Mental Health Issues in Condominiums
When a resident appears to be suffering from a mental illness, this can raise concerns for other residents, as well as for the resident in question. Depending upon the specific circumstances, many possibilities may merit consideration, including:
- Does the resident have family that might assist?
- Is the resident receiving any assistance from social or health services?
- Does it make sense to involve public authorities (such as the Police, Fire Department, Health Department, Municipal By-law Enforcement)?
- Should steps be taken to have a Guardian appointed for the resident?
A resident with a mental health illness has a disability, which a condominium corporation must take reasonable steps to accommodate (“to the point of undue hardship”). But at the end of the day, the other residents are also entitled to the peaceful enjoyment of their homes. These interests can be difficult to balance.

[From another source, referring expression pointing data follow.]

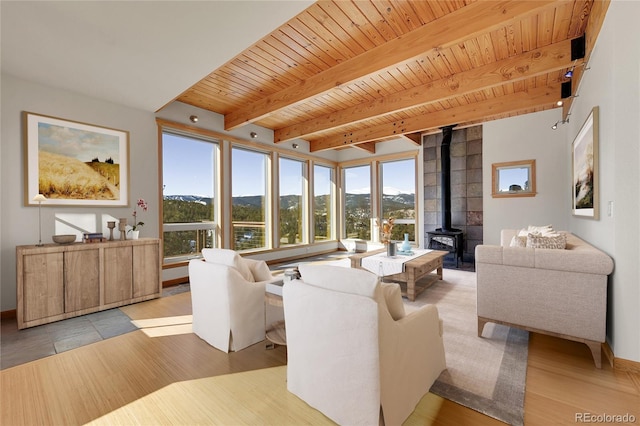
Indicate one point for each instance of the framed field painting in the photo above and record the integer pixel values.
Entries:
(75, 164)
(585, 169)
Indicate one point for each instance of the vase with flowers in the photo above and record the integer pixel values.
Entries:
(135, 230)
(385, 235)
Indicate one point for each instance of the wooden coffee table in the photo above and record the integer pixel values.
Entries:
(414, 270)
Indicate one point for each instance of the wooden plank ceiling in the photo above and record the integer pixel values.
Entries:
(354, 73)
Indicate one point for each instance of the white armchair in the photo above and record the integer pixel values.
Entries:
(352, 351)
(227, 296)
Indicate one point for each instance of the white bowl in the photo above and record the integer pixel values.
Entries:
(64, 239)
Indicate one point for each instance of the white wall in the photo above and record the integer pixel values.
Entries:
(612, 82)
(518, 138)
(19, 224)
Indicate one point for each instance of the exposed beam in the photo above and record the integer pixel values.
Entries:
(367, 146)
(416, 138)
(519, 67)
(463, 24)
(477, 111)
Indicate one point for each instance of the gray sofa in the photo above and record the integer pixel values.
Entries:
(552, 291)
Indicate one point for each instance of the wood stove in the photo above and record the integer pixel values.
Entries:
(446, 238)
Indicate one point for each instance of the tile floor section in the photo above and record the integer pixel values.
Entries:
(20, 346)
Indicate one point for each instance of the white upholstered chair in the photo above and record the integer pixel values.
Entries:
(227, 295)
(352, 351)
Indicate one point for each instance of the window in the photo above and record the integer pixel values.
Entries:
(323, 223)
(189, 177)
(398, 183)
(357, 203)
(249, 199)
(292, 202)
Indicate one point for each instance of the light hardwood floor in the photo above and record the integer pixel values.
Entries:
(83, 384)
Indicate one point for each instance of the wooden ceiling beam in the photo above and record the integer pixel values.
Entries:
(477, 111)
(367, 146)
(537, 62)
(416, 138)
(463, 24)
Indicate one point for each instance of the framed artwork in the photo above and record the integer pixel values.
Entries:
(513, 179)
(75, 164)
(585, 169)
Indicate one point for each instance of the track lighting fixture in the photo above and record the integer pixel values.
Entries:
(555, 125)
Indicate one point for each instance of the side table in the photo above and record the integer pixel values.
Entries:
(275, 331)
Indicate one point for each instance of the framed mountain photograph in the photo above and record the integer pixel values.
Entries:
(585, 169)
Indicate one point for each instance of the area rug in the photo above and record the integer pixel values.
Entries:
(486, 374)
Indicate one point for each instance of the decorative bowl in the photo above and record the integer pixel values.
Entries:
(64, 239)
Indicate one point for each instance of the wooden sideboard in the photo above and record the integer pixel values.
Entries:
(56, 282)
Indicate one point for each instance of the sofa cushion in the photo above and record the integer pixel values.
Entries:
(556, 241)
(229, 258)
(518, 241)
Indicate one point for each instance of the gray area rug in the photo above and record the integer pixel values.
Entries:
(486, 374)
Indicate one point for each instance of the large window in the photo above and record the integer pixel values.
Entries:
(398, 183)
(323, 203)
(357, 204)
(189, 177)
(291, 204)
(249, 199)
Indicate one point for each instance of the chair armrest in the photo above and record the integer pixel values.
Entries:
(259, 269)
(411, 359)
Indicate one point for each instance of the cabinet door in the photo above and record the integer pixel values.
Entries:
(118, 278)
(43, 285)
(146, 270)
(82, 279)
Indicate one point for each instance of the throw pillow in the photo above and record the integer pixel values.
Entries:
(518, 241)
(544, 230)
(558, 241)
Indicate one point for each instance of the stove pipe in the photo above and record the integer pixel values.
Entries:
(445, 177)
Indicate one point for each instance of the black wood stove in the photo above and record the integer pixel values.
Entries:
(446, 238)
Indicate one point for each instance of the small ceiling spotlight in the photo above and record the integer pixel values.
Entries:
(555, 125)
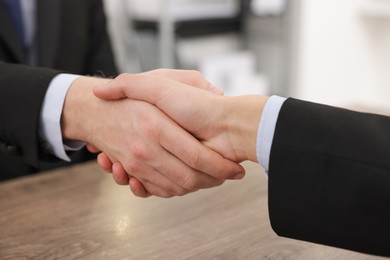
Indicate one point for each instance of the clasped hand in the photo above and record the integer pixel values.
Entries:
(172, 134)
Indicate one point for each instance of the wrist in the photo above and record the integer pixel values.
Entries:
(79, 107)
(242, 121)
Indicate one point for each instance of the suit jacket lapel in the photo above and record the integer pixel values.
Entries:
(48, 30)
(9, 36)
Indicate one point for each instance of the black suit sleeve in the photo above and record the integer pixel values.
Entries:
(329, 177)
(22, 90)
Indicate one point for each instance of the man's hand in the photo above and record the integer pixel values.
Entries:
(227, 125)
(148, 144)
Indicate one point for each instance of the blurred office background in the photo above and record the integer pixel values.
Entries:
(333, 52)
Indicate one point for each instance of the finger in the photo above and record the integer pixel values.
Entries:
(200, 157)
(91, 148)
(137, 86)
(119, 174)
(156, 190)
(188, 77)
(147, 174)
(138, 189)
(104, 162)
(183, 175)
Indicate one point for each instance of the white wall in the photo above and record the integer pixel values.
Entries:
(344, 57)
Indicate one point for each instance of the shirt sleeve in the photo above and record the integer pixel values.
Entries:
(266, 130)
(50, 117)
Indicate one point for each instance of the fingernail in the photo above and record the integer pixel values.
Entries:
(238, 176)
(217, 90)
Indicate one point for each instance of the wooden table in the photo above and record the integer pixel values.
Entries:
(79, 213)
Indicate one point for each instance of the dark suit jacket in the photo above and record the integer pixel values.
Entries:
(329, 177)
(71, 37)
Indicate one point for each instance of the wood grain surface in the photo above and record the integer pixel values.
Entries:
(80, 213)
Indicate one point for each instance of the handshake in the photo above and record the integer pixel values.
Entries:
(164, 132)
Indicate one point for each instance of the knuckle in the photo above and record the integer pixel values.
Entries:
(195, 76)
(139, 153)
(133, 167)
(190, 184)
(193, 159)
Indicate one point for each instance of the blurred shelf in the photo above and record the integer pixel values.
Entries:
(375, 8)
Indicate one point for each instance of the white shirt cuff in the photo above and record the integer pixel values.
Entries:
(50, 120)
(266, 130)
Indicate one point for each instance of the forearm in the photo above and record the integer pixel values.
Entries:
(80, 107)
(241, 121)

If issues cannot be resolved by other means, a Court Application may provide a remedy. In such cases, it may also be necessary to arrange for appointment of a litigation guardian – usually the Public Guardian and Trustee – to navigate the Court process on behalf of the disabled resident. The recent case of York Condominium Corporation No. 301 v. James is one such example. In that case, the Public Guardian and Trustee was appointed as litigation guardian, and the Court subsequently ordered that the unit (owned by a resident with a mental illness) be vacated and sold.